An analogue budget meets the digital world

Budgets are a matter of light and shade. You have to get the balance right. And so having spent the weekend talking about its wonderful childcare plans, yesterday the Government paraded Treasurer Joe Hockey in front of cameras toformally announce some of the budget’s so-called “tax integrity measures”.

Yes, tax integrity measures. Treasury’s spinners would have worked hard on that little catchphrase. Funny how measures to strengthen the integrity of a tax system always seem to deliver more tax to the government.

First, the Government plans to adjust anti-avoidance laws to crack down on multinationals shifting their profits to lower taxing jurisdictions. Second, the Government is going to introduce a Netflix tax – that is, try to impose the GST on digital downloads like books, music, videos and so on.

These two are linked, and in an important way that perhaps even Hockey does not realise. Analogue tax system, meet digital world.

Let’s start with profit shifting. I’ve tackled the claims that multinationals are evading taxation by shifting their profits across borders on The Drum before. Long story short: it’s a beat up. But the Government wants a budget that sounds fair and nothing sounds fairer than beating up on big companies. The corporate tax is a diffuse and confusing tax. It’s designed that way.

We are told Australian Taxation Officers have been “embedded” in 30 different multinational companies. We’re not told which companies. And at the press conference yesterday the treasurer didn’t want to tell us how much revenue the new anti-avoidance measures might raise. “It’s billions of dollars, obviously.”

This should be a red flag. It’s true that Treasury doesn’t have a good track record for estimating how much money new taxes will raise – recall the embarrassingly low take from the mining tax. But this looks less like prudence and more like a lack of confidence. Running a media or political campaign against corporate tax avoidance is easy. Trying to reverse engineer the tax accounting of the world’s biggest firms is hard.

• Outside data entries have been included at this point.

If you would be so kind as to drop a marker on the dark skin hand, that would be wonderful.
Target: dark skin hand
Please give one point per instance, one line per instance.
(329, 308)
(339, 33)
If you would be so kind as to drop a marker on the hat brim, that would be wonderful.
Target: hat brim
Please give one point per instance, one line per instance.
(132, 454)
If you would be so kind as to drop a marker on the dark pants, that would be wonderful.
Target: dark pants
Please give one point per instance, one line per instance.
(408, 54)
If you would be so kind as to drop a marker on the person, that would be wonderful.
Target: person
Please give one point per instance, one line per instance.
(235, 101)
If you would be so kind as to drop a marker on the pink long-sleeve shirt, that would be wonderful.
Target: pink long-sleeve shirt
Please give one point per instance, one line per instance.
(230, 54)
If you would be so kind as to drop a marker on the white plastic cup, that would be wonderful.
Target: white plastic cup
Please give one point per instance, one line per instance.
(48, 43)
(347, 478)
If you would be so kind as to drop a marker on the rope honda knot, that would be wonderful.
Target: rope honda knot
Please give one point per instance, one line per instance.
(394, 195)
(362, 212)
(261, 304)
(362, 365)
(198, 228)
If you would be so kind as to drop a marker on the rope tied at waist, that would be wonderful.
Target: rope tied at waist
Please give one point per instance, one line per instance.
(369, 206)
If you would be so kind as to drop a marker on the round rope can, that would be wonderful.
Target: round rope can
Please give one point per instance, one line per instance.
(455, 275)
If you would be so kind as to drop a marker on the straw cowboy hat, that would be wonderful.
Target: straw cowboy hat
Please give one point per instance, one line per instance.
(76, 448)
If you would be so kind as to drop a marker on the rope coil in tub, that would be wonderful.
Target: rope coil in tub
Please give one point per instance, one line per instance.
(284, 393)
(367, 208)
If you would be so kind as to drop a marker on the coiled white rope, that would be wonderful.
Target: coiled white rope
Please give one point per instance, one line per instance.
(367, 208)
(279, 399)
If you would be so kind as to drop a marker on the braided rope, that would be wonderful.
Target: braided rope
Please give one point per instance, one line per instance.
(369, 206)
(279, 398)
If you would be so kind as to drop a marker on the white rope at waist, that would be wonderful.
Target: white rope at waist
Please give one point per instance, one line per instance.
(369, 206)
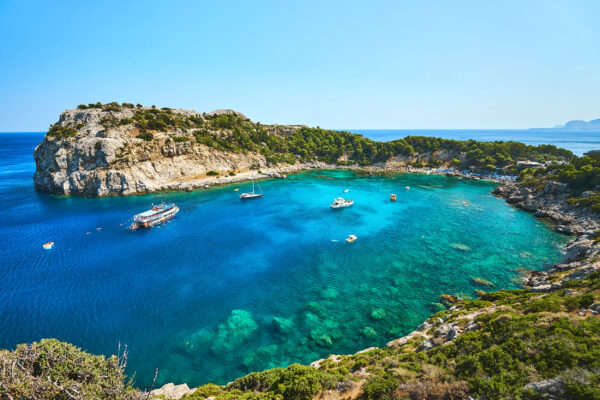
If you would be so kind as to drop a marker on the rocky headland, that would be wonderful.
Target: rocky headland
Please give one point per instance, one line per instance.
(539, 342)
(121, 149)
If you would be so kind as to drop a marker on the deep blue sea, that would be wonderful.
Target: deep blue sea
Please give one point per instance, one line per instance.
(230, 287)
(578, 142)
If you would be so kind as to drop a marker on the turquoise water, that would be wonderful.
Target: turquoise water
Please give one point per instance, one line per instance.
(578, 142)
(230, 287)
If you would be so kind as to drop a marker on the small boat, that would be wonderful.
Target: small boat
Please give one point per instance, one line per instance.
(156, 215)
(253, 195)
(340, 202)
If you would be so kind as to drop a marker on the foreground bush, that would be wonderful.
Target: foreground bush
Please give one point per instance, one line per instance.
(50, 369)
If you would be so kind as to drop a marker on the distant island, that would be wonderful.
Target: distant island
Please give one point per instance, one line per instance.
(578, 125)
(122, 149)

The Government’s crackdown has a certain Sisyphean quality. In a world where much value is tied up in intangible intellectual property, it is borderline nonsensical for politicians to command that economic activity occurs in this jurisdiction or that jurisdiction.

It used to be the case that big firms had capital assets you could see and touch. Factories, vehicles, equipment, land. What mattered to firms were things like location, infrastructure, access to markets, the price and skills of the labour force and so on. But now the assets of the biggest firms can be placed anywhere in the world instantaneously. So they tend to be clustered in low tax jurisdictions with established and reliable legal systems. Like Ireland and Singapore.

What isn’t obvious is why this is a bad thing. Yes, higher tax countries like Australia would prefer that firms book their intellectual property here so Treasury could skim some cash off the top. But treating big firms to a publicity focused “crackdown” only harms what we should be trying to improve: the Australian investment environment. Firms should want to put their assets here. Implicitly, the Government’s profit shifting claims suggest they do not.

There is almost exactly the same issue with the Netflix tax. Once again, the Government is trying to shoehorn a national tax better suited for an analogue era into the age of digital globalisation.

“It is plainly unfair that a supplier of digital products into Australia is not charging the GST whilst someone locally has to charge the GST,” Hockey said at the press conference on Monday.

But why? The GST is a tax that the Australian government has chosen to place on Australian businesses. If there is an unfairness here it is an unfairness imposed by the government when it chose to introduce the GST. It is not “unfair” that other countries do not charge the Australian GST.

When we import goods from other countries – real or intangible – they are priced free of the burden of the many taxes and regulatory costs imposed by the Australian government. This does not make international trade unfair. In fact, all those institutional, regulatory and geographic differences between different trading partners are why international trade is so beneficial.

And – as with the profit shifting debate – the Government’s rhetoric is running far ahead of its capabilities. It is absolute fantasy that Hockey and the Australian Treasury will be able to impose our taxes on international digital goods providers in any meaningful way.

Yes, they might be able to convince a few of the big firms to play ball. But many already are playing ball. Apple, for instance, already charges GST. Those online firms with no Australian base and few Australian interests are unlikely to sign up to this new impost. What’s the Government going to do? Censor them?

It was reported last week that the Abbott Government has scotched many of the tax increases on the table in order to free itself to attack Bill Shorten for wanting to increase tax. That’s good, as far as it goes.

But it would be better if they opposed tax increases because they find increasing tax inherently objectionable.

Ultimately, the tax “integrity measures” announced yesterday have to be seen in the context of a Government that thinks the only viable way back to surplus is more revenue.